問題描述
我正在使用 import org.jdom.* 編寫一個 java 應用程序;
I'm writing an application in java using import org.jdom.*;
我的 XML 是有效的,但有時它包含 HTML 標記.例如,像這樣:
My XML is valid,but sometimes it contains HTML tags. For example, something like this:
<program-title>Anatomy & Physiology</program-title>
<overview>
<content>
For more info click <a href="page.html">here</a>
<p>Learn more about the human body. Choose from a variety of Physiology (A&P) designed for complementary therapies.&#160; Online studies options are available.</p>
</content>
</overview>
<key-information>
<category>Health & Human Services</category>
所以我的問題在于 <p > overview.content 節點內的標簽.
So my problem is with the < p > tags inside the overview.content node.
我希望這段代碼可以工作:
I was hoping that this code would work :
Element overview = sds.getChild("overview");
Element content = overview.getChild("content");
System.out.println(content.getText());
但它返回空白.
如何從 overview.content 節點返回所有文本(嵌套標簽和所有)?
How do I return all the text ( nested tags and all ) from the overview.content node ?
謝謝
推薦答案
content.getText()
提供即時文本,該文本僅對帶有文本內容的葉子元素有用.
content.getText()
gives immediate text which is only useful fine with the leaf elements with text content.

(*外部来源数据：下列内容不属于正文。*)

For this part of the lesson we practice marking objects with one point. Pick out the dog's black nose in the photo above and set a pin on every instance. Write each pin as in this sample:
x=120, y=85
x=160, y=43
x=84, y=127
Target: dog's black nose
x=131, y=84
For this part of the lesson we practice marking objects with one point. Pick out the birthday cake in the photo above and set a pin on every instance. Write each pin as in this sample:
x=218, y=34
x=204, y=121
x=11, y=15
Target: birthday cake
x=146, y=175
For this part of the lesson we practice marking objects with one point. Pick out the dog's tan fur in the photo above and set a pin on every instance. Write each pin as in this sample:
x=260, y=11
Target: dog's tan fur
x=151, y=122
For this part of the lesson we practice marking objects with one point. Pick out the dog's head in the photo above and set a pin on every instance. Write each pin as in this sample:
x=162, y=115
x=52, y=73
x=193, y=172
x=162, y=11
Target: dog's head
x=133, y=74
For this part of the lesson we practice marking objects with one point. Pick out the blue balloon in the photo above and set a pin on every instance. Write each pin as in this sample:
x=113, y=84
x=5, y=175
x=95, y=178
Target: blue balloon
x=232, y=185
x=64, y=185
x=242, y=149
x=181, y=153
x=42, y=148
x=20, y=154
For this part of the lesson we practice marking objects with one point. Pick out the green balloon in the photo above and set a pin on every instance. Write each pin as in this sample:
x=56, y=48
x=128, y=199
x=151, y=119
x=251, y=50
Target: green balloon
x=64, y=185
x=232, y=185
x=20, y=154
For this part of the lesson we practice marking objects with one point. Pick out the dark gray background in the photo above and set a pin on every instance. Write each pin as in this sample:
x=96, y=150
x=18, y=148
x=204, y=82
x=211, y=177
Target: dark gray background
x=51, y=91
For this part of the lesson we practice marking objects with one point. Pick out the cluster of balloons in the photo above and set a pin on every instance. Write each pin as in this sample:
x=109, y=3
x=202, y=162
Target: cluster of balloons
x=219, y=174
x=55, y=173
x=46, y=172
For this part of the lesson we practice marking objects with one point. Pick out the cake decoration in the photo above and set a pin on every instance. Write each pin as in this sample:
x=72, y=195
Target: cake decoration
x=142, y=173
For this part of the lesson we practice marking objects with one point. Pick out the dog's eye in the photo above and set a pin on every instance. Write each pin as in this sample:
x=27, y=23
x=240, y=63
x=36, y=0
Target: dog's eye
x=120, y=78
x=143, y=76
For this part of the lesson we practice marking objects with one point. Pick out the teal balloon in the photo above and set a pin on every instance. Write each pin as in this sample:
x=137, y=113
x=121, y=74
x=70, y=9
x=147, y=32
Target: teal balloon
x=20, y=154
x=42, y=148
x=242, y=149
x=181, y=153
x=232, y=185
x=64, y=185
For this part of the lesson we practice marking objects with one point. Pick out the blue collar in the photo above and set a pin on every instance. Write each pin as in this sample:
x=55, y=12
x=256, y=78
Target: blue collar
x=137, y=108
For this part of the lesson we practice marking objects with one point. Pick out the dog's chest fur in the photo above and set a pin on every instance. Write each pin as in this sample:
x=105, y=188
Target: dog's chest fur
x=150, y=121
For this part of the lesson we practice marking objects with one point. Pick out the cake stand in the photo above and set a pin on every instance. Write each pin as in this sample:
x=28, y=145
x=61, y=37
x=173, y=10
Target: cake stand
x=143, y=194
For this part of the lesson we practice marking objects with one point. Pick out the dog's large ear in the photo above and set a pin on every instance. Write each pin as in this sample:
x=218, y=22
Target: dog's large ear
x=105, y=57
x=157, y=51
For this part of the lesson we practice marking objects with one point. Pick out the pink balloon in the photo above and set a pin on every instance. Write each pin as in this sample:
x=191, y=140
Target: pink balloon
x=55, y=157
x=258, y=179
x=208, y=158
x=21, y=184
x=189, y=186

技巧是使用 org.jdom.output.XMLOutputter
(帶文本模式 CompactFormat
)
Trick is to use org.jdom.output.XMLOutputter
( with text mode CompactFormat
)
public static void main(String[] args) throws Exception {
SAXBuilder builder = new SAXBuilder();
String xmlFileName = "a.xml";
Document doc = builder.build(xmlFileName);
Element root = doc.getRootElement();
Element overview = root.getChild("overview");
Element content = overview.getChild("content");
XMLOutputter outp = new XMLOutputter();
outp.setFormat(Format.getCompactFormat());
//outp.setFormat(Format.getRawFormat());
//outp.setFormat(Format.getPrettyFormat());
//outp.getFormat().setTextMode(Format.TextMode.PRESERVE);
StringWriter sw = new StringWriter();
outp.output(content.getContent(), sw);
StringBuffer sb = sw.getBuffer();
System.out.println(sb.toString());
}
輸出
For more info click<a href="page.html">here</a><p>Learn more about the human body. Choose from a variety of Physiology (A&P) designed for complementary therapies.&#160; Online studies options are available.</p>
請探索其他 格式化 選項并在上面進行修改根據您的需要編寫代碼.
Do explore other formatting options and modify above code to your need.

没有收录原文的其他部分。